The Clovis people come from the time known as the Stone Age, when people made tools from stone. Clovis artifacts are widely and unevenly dispersed in North and Central America.
The Clovis point is this cultures signature tool, and the Clovis also had a distinctive biface-flaking technology and a perforated tool. The first fluted projectile point discovered was 11,000 years old and it was found near Clovis, New Mexico in the 1930's. Faunal bone remains indicate that they hunted Mammoth, the North American Horse, Camels, Bison, Lion, and the Dire Wolf in New Mexico.
What do we know about the Clovis? The clovis were hunters and gatherers, who were adapted to many different environments. It is uncertain as to whether they were generalist or specialist feeders. They understood the medicinal effects of plants, and the behaviour of animals. They even knew about geology. The made tools of stone, bone, ivory, and engraved limestone tablets. Stones tools were not always local, but also came from hundreds of miles away. Their tool kit was composed of stone scrapers, choppers, and knives. They used an ochre pigment for rituals, and made fires in hearths. Most of what is preserved from the Clovis are the nonperishable lithic tools, but the majority of the things they made were from plant materials. Nets, ropes, and cords were made for fishing, and baskets, bags, and sandles were made for their practical use. Weaving patterns vary over time, and are signatures of different or related cultures. (Source: Adovasio & Hyland, 2000)

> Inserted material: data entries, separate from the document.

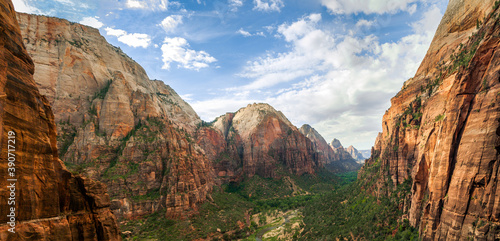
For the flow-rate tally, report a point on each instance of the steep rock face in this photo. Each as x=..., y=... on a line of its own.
x=50, y=202
x=355, y=153
x=442, y=130
x=114, y=123
x=260, y=140
x=335, y=144
x=338, y=160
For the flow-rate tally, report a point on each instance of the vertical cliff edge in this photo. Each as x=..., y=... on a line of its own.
x=441, y=134
x=46, y=200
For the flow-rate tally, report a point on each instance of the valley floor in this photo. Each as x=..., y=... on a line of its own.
x=324, y=207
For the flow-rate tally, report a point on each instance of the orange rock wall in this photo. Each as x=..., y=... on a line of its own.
x=443, y=129
x=50, y=202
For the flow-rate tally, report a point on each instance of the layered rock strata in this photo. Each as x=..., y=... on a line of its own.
x=258, y=140
x=338, y=159
x=115, y=124
x=47, y=201
x=442, y=133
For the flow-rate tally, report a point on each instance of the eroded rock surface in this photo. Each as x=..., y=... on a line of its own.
x=50, y=202
x=336, y=158
x=115, y=124
x=258, y=140
x=442, y=130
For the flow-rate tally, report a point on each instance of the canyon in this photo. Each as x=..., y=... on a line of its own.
x=441, y=134
x=99, y=143
x=43, y=199
x=141, y=139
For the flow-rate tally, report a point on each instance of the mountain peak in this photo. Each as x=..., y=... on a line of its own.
x=336, y=143
x=248, y=118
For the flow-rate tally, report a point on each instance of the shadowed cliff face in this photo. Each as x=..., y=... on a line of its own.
x=257, y=140
x=442, y=130
x=115, y=124
x=50, y=202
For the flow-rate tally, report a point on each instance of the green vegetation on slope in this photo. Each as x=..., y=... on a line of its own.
x=331, y=206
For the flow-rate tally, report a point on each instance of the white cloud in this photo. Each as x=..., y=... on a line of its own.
x=244, y=33
x=66, y=2
x=235, y=4
x=177, y=50
x=24, y=7
x=268, y=5
x=369, y=6
x=364, y=23
x=170, y=23
x=153, y=5
x=131, y=39
x=92, y=22
x=342, y=83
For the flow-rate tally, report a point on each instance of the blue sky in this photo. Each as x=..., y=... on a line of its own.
x=333, y=64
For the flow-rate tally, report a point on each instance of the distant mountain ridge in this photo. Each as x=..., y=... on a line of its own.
x=257, y=139
x=336, y=158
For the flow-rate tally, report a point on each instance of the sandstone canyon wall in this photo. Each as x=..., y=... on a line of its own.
x=441, y=134
x=50, y=202
x=259, y=140
x=338, y=160
x=115, y=124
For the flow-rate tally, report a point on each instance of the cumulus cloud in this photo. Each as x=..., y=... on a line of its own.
x=92, y=22
x=131, y=39
x=235, y=4
x=268, y=5
x=154, y=5
x=244, y=33
x=178, y=50
x=340, y=83
x=24, y=7
x=170, y=23
x=369, y=6
x=364, y=23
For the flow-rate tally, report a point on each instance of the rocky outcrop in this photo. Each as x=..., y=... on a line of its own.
x=47, y=201
x=335, y=144
x=338, y=159
x=441, y=134
x=258, y=140
x=355, y=153
x=114, y=123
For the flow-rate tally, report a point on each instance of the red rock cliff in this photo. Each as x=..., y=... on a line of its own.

In Wyoming, the Goshen culture was contemporanous to the Clovis. The Clovis did not live very long. They lived from 11,400 to 10,900 rad ya. The Folsom culture came later, around 10,000 ya, followed by a culture from the Southern Plains.
In North America (Manitoba) the Clovis people were present 10,000 to 9,000 ya. They too were replaced by Folsom who persisted from 9,000 to 8,000 ya. The Plano cultures arrived 8,000 ya and persisted until 4,500 ya.